Article ID	Journal	Published Year	Pages	File Type
430051	Journal of Computer and System Sciences	2013	13 Pages	PDF

Abstract

•Analyzed and highlighted significance of underlying factors important for reliability of distributed computing systems.•Discussed thoroughly short comings of existing models in terms of existing challenges.•Identified factors significant for ensuring reliability which have not been evaluated or considered as constant.•Discussed numerous strategies that deal with reliability prediction models in different phases of SDLC.

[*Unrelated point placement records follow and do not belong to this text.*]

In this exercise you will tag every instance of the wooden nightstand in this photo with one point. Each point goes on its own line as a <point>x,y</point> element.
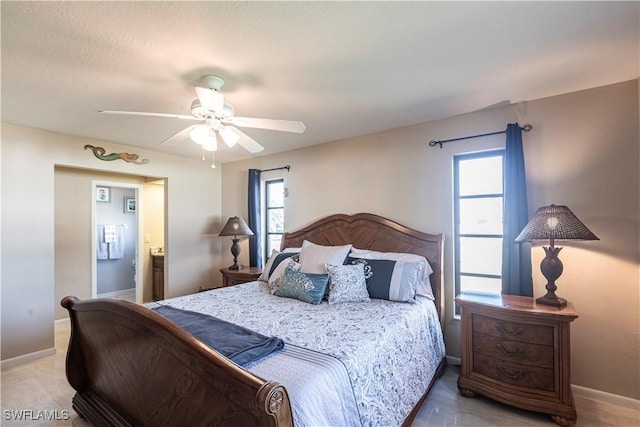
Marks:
<point>517,352</point>
<point>235,277</point>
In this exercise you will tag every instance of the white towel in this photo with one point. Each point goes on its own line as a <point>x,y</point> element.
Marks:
<point>109,233</point>
<point>102,248</point>
<point>116,248</point>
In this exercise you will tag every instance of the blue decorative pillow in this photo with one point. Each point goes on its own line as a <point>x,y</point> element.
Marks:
<point>390,280</point>
<point>347,283</point>
<point>307,287</point>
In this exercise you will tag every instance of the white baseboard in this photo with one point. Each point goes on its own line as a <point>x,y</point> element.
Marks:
<point>15,361</point>
<point>453,361</point>
<point>603,396</point>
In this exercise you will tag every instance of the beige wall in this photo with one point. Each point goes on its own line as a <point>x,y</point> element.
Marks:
<point>29,157</point>
<point>582,152</point>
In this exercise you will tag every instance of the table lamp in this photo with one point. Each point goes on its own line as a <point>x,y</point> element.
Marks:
<point>235,227</point>
<point>553,222</point>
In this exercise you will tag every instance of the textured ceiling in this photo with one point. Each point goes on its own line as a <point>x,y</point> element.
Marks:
<point>342,68</point>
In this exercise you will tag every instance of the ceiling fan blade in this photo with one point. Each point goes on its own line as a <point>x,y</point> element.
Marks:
<point>246,142</point>
<point>210,99</point>
<point>178,137</point>
<point>281,125</point>
<point>141,113</point>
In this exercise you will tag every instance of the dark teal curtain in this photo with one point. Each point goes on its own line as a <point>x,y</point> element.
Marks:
<point>516,258</point>
<point>254,221</point>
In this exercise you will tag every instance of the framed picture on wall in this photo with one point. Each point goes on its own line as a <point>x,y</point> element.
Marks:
<point>129,205</point>
<point>103,194</point>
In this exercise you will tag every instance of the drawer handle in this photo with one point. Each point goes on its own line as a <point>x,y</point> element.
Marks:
<point>516,331</point>
<point>509,353</point>
<point>513,376</point>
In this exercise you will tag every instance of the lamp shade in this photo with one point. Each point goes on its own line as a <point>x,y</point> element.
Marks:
<point>555,223</point>
<point>235,226</point>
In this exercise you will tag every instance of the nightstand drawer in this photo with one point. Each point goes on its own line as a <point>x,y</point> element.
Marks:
<point>513,351</point>
<point>514,373</point>
<point>515,331</point>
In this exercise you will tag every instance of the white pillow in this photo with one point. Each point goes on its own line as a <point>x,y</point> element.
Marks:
<point>276,277</point>
<point>267,270</point>
<point>424,286</point>
<point>264,276</point>
<point>314,257</point>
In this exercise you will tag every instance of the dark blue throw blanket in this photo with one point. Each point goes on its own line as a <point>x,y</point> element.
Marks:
<point>239,344</point>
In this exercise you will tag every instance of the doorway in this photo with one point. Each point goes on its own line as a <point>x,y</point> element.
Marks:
<point>117,241</point>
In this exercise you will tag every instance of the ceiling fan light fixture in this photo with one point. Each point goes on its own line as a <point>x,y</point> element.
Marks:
<point>229,136</point>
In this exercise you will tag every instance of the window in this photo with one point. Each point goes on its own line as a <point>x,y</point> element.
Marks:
<point>274,215</point>
<point>478,207</point>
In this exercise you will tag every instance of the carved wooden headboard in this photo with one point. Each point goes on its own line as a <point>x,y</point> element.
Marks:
<point>369,231</point>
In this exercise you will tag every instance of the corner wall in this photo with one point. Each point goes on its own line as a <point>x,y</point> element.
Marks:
<point>29,157</point>
<point>583,152</point>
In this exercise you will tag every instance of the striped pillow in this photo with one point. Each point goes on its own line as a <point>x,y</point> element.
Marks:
<point>390,280</point>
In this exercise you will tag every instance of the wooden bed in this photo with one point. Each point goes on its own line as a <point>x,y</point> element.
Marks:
<point>131,366</point>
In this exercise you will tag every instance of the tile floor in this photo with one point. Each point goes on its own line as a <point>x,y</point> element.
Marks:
<point>41,387</point>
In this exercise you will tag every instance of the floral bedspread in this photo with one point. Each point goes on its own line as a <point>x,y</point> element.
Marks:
<point>391,350</point>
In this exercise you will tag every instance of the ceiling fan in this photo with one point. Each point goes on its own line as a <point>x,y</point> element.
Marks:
<point>217,117</point>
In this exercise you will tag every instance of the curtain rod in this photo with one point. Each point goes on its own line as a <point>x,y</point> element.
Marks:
<point>275,169</point>
<point>433,143</point>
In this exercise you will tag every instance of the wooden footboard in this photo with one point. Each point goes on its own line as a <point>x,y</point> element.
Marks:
<point>131,366</point>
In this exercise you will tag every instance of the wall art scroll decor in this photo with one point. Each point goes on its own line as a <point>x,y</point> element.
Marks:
<point>127,157</point>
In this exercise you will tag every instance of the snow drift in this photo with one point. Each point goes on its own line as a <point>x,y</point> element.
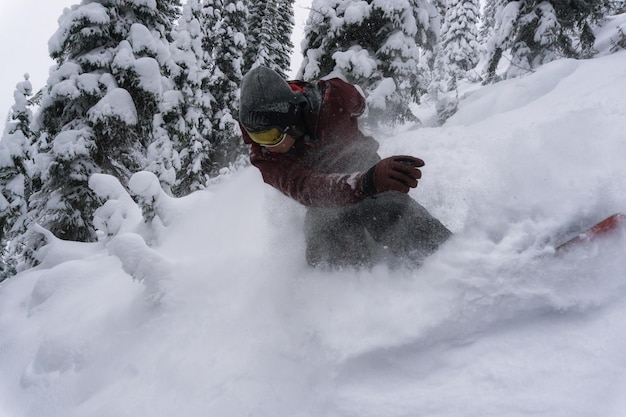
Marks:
<point>212,310</point>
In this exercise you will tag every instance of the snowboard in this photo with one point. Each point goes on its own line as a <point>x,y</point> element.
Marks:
<point>609,226</point>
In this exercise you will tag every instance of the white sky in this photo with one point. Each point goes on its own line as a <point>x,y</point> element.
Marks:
<point>26,26</point>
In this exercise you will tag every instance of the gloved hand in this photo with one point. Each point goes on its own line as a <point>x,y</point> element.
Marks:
<point>396,173</point>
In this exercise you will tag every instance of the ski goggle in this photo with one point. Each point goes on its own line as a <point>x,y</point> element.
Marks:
<point>268,138</point>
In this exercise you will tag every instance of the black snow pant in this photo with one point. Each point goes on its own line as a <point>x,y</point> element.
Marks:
<point>391,227</point>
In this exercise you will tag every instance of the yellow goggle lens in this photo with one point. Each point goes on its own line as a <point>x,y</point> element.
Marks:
<point>268,138</point>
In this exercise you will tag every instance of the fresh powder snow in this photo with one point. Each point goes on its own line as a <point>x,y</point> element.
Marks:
<point>211,309</point>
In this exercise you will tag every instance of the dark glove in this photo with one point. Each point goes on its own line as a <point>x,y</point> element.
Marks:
<point>396,173</point>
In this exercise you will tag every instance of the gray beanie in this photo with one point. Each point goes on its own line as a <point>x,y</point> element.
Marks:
<point>267,101</point>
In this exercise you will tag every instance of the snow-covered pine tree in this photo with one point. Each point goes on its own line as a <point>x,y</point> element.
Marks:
<point>381,46</point>
<point>100,109</point>
<point>225,41</point>
<point>534,32</point>
<point>191,77</point>
<point>459,37</point>
<point>15,176</point>
<point>269,35</point>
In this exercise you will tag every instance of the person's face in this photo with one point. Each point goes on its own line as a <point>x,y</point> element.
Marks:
<point>285,145</point>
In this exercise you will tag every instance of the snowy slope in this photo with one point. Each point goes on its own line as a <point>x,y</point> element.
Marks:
<point>222,316</point>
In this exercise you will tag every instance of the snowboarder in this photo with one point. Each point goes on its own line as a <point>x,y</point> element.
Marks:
<point>305,140</point>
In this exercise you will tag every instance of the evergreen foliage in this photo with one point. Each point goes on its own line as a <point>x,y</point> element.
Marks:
<point>194,113</point>
<point>225,44</point>
<point>269,35</point>
<point>15,176</point>
<point>384,47</point>
<point>535,32</point>
<point>100,111</point>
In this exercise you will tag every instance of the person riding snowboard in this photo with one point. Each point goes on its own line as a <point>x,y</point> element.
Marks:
<point>305,140</point>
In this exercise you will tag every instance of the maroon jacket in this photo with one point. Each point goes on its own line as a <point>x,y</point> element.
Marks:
<point>325,168</point>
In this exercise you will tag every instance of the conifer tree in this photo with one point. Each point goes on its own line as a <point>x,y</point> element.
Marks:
<point>15,176</point>
<point>100,110</point>
<point>269,35</point>
<point>194,112</point>
<point>225,42</point>
<point>535,32</point>
<point>381,46</point>
<point>459,36</point>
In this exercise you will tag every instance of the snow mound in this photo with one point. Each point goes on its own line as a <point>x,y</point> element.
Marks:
<point>210,308</point>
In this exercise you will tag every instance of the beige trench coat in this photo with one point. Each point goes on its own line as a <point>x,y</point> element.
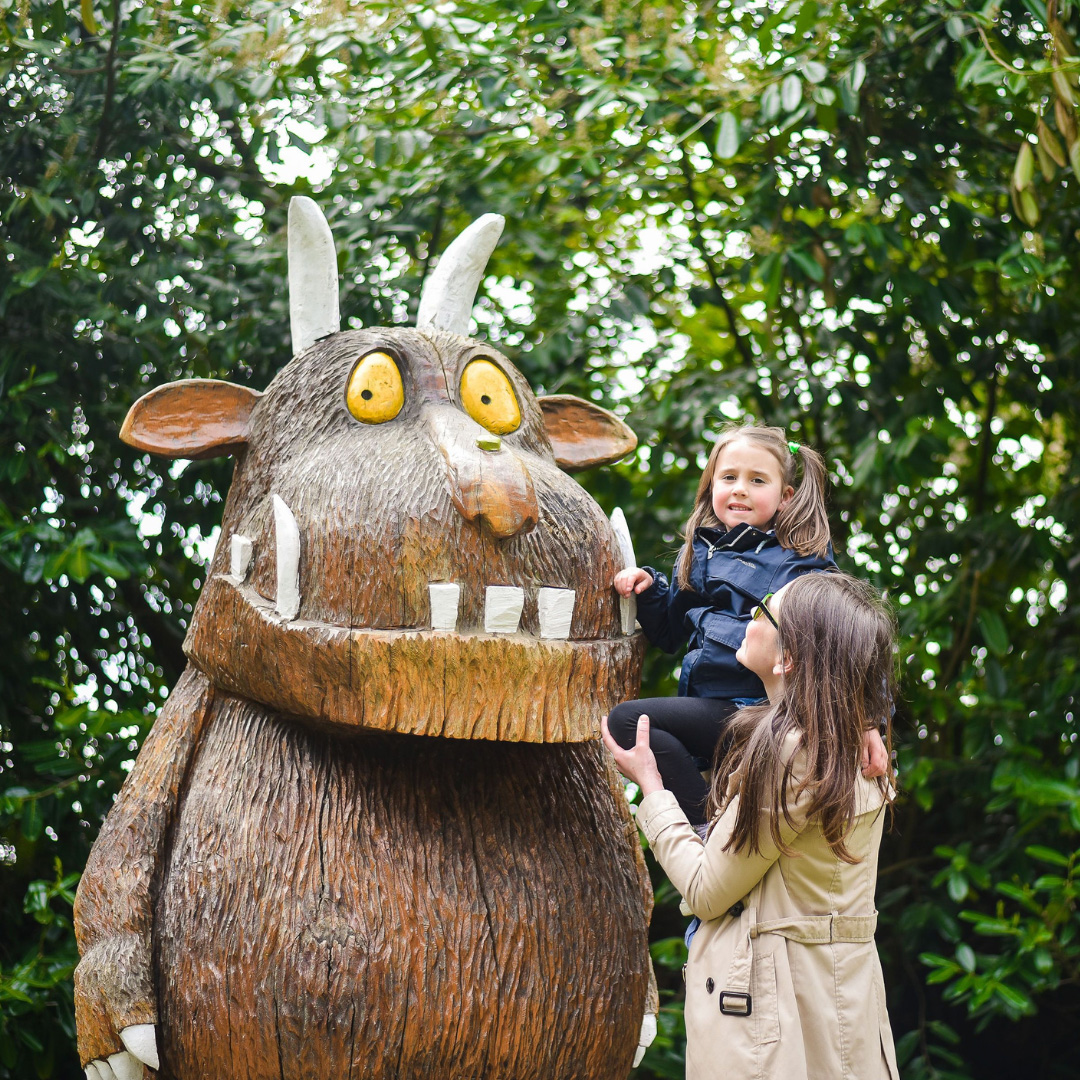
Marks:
<point>794,968</point>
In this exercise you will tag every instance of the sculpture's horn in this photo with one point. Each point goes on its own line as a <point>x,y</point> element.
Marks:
<point>312,274</point>
<point>447,299</point>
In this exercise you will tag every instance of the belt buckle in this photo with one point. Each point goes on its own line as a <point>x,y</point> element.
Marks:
<point>742,1007</point>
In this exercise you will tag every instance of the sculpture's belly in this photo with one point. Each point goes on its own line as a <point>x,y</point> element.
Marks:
<point>395,906</point>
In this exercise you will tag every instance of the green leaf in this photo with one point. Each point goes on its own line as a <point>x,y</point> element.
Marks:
<point>727,139</point>
<point>791,93</point>
<point>994,632</point>
<point>1048,854</point>
<point>807,264</point>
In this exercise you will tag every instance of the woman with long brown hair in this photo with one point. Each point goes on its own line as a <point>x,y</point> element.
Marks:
<point>783,979</point>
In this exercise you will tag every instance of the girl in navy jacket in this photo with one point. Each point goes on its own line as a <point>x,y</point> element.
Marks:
<point>755,526</point>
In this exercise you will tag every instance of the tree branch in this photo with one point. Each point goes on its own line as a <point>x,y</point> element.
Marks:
<point>110,82</point>
<point>699,243</point>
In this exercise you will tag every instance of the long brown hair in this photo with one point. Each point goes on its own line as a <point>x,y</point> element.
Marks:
<point>837,637</point>
<point>801,525</point>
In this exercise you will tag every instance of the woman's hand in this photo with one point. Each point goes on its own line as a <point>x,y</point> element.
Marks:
<point>632,580</point>
<point>875,756</point>
<point>638,764</point>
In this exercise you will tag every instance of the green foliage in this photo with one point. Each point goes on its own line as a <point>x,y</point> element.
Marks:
<point>808,213</point>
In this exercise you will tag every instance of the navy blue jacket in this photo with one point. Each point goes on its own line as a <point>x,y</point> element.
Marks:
<point>733,569</point>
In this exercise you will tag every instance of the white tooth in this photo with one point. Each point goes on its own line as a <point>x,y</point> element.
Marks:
<point>556,611</point>
<point>444,605</point>
<point>622,536</point>
<point>287,544</point>
<point>628,605</point>
<point>502,608</point>
<point>240,556</point>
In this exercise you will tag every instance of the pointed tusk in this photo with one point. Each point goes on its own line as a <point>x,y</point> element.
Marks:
<point>287,553</point>
<point>448,296</point>
<point>312,274</point>
<point>628,605</point>
<point>622,536</point>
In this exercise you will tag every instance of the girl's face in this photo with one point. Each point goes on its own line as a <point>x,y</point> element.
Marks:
<point>760,648</point>
<point>747,485</point>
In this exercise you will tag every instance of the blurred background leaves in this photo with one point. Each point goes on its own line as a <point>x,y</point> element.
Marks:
<point>860,221</point>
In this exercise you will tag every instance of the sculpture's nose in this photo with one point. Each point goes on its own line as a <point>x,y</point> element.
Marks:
<point>486,482</point>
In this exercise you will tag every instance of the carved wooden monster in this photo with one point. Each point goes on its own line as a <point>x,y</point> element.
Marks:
<point>372,833</point>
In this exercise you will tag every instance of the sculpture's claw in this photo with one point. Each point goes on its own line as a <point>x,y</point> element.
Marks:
<point>142,1043</point>
<point>645,1039</point>
<point>127,1067</point>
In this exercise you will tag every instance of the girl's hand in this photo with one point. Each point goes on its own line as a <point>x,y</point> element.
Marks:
<point>638,764</point>
<point>632,580</point>
<point>875,758</point>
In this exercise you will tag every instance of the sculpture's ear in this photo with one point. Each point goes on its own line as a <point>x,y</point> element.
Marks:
<point>193,418</point>
<point>583,434</point>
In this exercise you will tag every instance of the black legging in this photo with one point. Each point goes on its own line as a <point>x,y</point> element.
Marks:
<point>682,732</point>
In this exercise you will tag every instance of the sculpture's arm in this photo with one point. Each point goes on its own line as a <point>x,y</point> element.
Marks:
<point>113,907</point>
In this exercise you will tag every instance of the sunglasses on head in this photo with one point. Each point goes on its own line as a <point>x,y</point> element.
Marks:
<point>763,609</point>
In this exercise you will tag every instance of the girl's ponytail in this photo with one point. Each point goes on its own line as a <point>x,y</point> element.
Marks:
<point>802,524</point>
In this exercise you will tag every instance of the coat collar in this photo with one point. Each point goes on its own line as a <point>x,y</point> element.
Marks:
<point>743,537</point>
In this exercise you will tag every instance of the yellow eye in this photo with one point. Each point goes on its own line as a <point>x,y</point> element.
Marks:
<point>489,399</point>
<point>375,393</point>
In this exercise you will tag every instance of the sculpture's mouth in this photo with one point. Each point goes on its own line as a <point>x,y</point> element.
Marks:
<point>493,683</point>
<point>502,605</point>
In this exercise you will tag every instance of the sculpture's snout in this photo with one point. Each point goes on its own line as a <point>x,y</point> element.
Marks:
<point>487,482</point>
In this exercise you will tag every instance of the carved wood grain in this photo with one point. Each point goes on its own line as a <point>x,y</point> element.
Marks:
<point>583,434</point>
<point>514,688</point>
<point>191,418</point>
<point>392,906</point>
<point>113,907</point>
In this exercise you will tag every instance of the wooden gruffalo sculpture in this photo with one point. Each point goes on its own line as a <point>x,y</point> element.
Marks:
<point>372,833</point>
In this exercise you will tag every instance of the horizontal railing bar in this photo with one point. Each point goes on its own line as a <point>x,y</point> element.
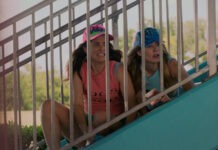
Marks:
<point>40,22</point>
<point>193,58</point>
<point>62,29</point>
<point>25,13</point>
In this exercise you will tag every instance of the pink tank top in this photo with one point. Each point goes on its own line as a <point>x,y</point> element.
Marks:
<point>99,91</point>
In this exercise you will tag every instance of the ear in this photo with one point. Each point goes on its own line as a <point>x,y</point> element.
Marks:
<point>139,53</point>
<point>85,49</point>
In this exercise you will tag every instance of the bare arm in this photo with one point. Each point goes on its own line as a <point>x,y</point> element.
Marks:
<point>173,67</point>
<point>131,92</point>
<point>78,103</point>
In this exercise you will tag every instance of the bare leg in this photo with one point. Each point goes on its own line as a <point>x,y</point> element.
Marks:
<point>61,123</point>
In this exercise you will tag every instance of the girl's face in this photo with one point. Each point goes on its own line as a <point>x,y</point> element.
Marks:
<point>152,53</point>
<point>98,49</point>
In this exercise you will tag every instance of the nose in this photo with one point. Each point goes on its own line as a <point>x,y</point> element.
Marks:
<point>156,48</point>
<point>102,46</point>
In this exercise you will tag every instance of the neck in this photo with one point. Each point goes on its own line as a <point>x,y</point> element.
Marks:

Softwareʼs reliability in distributed systems has always been a major concern for all stake holders especially for applicationʼs vendors and its users. Various models have been produced to assess or predict reliability of large scale distributed applications including e-government, e-commerce, multimedia services, and end-to-end automotive solutions, but reliability issues with these systems still exists. Ensuring distributed systemʼs reliability in turns requires examining reliability of each individual component or factors involved in enterprise distributed applications before predicting or assessing reliability of whole system, and Implementing transparent fault detection and fault recovery scheme to provide seamless interaction to end users. For this reason we have analyzed in detail existing reliability methodologies from viewpoint of examining reliability of individual component and explained why we still need a comprehensive reliability model for applications running in distributed system. In this paper we have described detailed technical overview of research done in recent years in analyzing and predicting reliability of large scale distributed applications in four parts. We first described some pragmatic requirements for highly reliable systems and highlighted significance and various issues of reliability in different computing environment such as Cloud Computing, Grid Computing, and Service Oriented Architecture. Then we elucidated certain possible factors and various challenges that are nontrivial for highly reliable distributed systems, including fault detection, recovery and removal through testing or various replication techniques. Later we scrutinize various research models which synthesize significant solutions to tackle possible factors and various challenges in predicting as well as measuring reliability of software applications in distributed systems. At the end of this paper we have discussed limitations of existing models and proposed future work for predicting and analyzing reliability of distributed applications in real environment in the light of our analysis.